So there is definitely a cost, in human terms, to abiding in Christ. In many parts of the world, it can cost you your freedom or your very life. But the hostility is ready to burst even here in the United States where liberal forces continue to press Christians because of their faith and belief in Scripture’s teachings.
Sen. Bernie Sanders (D-Vermont) recently attacked Russell Vought, President Trump’s nominees to be the deputy director of the Office of Management and Budget, because he shared the Gospel at his Christian college, calling all Muslims to believe in Christ in order to be saved. The Gospel is Islamophobic according to Sen. Sanders. In Sen. Sanders’ judgement, Mr. Vought’s hateful beliefs (the Gospel of Jesus Christ!) disqualify him from public service.
Seventh Circuit nominee Judge Amy Barrett was also attacked by several senators, including Sen. Diane Feinstein (D-California) and former Sen. Al Franken (D-Minnesota), among others, because of her faith. Barrett, a Catholic, believes all people (including those in the womb) are created in the image of God and deserve our love and respect. This is heresy for the radical left. You must support the killing of the unborn, or you will pay a price. The unborn’s intrinsic value is a truth that the darkness will not tolerate. You should not be allowed to earn a living.

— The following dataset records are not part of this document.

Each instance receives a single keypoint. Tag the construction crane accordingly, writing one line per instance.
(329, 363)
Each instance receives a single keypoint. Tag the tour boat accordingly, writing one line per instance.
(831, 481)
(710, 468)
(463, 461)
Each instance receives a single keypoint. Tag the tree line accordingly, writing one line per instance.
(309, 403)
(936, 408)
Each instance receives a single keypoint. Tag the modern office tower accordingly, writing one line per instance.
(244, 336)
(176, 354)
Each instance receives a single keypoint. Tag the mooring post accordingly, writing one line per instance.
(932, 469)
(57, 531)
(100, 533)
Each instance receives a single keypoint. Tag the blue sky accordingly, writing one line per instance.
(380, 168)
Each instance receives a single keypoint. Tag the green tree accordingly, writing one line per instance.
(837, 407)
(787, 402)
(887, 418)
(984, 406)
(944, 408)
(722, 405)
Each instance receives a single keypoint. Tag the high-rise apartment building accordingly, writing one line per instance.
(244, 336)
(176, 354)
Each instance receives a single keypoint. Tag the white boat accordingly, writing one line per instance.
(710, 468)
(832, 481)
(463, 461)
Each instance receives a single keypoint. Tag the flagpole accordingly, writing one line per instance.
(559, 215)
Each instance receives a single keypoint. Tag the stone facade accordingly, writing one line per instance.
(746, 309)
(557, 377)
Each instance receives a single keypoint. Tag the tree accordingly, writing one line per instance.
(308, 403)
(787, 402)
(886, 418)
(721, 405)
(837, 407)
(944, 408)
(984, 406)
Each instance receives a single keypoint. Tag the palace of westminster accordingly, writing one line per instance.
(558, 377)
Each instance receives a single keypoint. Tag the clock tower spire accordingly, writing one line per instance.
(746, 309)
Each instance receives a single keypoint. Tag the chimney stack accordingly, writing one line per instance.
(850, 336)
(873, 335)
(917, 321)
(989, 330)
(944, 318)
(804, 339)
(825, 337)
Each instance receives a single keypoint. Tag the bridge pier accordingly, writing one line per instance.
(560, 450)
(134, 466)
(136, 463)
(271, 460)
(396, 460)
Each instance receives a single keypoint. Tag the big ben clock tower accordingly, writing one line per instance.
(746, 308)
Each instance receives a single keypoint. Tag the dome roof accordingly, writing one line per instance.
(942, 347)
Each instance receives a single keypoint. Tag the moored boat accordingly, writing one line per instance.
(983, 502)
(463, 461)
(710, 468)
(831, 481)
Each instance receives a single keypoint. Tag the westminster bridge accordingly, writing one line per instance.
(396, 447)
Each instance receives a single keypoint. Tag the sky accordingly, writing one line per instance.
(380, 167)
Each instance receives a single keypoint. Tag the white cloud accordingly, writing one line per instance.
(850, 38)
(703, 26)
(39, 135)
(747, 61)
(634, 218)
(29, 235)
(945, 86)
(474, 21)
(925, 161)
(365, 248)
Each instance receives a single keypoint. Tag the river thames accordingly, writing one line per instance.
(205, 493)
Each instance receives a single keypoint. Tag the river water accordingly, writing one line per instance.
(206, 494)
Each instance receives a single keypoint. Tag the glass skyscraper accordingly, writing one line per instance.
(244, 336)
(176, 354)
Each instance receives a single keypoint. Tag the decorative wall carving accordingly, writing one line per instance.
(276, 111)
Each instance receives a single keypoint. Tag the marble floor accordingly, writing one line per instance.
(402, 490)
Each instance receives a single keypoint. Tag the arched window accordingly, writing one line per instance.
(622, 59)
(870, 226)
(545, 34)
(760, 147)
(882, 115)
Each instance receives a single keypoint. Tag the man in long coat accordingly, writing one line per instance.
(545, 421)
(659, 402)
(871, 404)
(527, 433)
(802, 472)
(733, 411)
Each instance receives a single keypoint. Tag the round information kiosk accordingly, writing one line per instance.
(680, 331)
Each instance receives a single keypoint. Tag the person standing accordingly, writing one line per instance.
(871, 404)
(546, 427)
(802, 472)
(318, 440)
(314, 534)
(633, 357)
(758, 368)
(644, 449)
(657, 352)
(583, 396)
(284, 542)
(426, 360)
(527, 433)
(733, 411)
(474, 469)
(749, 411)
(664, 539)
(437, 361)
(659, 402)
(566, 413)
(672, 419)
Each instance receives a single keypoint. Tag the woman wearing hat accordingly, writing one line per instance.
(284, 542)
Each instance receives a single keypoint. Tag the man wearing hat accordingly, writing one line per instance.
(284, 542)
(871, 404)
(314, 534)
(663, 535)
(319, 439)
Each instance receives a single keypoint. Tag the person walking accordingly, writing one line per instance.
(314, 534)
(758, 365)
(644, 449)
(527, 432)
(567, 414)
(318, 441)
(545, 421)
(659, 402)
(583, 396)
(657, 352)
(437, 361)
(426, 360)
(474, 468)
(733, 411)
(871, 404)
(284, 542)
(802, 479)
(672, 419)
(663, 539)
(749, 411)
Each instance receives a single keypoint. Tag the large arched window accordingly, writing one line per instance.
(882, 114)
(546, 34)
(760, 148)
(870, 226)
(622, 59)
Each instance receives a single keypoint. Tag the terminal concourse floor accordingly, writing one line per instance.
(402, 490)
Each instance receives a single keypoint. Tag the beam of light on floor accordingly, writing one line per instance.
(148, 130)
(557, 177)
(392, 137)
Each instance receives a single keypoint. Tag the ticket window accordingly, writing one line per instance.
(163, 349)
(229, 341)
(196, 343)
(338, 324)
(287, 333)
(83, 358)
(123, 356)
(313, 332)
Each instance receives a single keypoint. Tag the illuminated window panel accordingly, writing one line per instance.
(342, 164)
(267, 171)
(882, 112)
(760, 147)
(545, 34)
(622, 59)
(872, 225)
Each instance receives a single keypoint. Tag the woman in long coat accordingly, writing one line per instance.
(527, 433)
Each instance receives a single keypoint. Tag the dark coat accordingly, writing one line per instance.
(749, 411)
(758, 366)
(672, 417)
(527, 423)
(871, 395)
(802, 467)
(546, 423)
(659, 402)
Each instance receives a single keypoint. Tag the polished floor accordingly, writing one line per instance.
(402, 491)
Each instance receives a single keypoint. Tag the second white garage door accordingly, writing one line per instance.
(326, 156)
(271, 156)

Sen. Cory Booker (D-New Jersey), considered by many a potential presidential candidate for the Democrat Party, most recently went after President Trump’s nominee for Secretary of State, Mike Pompeo. He was enraged by Pompeo’s comments about marriage and sexuality. Again, if you abide in Christ and believe His words about sexual relations, you will be hated. You will be attacked. You will not be welcomed by the darkness.
We could keep going. District court nominee Wendy Vitter also endured this discrimination because of her religious views recently. These are not isolated incidents, but a troubling pattern of discrimination that should be opposed by all.
Of course, none of this should surprise us. Jesus explained it later on in that passage in John 15, “If you were of the world, the world would love you as its own; but because you are not of the world, but I chose you out of the world, therefore the world hates you,” (John 15:19).
But we must not be deterred. This light, this truth that is so uncomfortable to the world is the fruit of abiding. And this is what we must do. Two glorious truths are exposed as a result of our endurance. Jesus tells us in verse 8: “By this my Father is glorified, that you bear much fruit and so prove to be my disciples.” So first, God is glorified; and second, this is how we know we are His. Nothing is more precious than those two things.
Let us be encouraged through it all, then. Let us love and endure in obedience, spreading this truth and light, bearing the fruits of love, in all humility and grace, to the glory of God, until His return. Amen.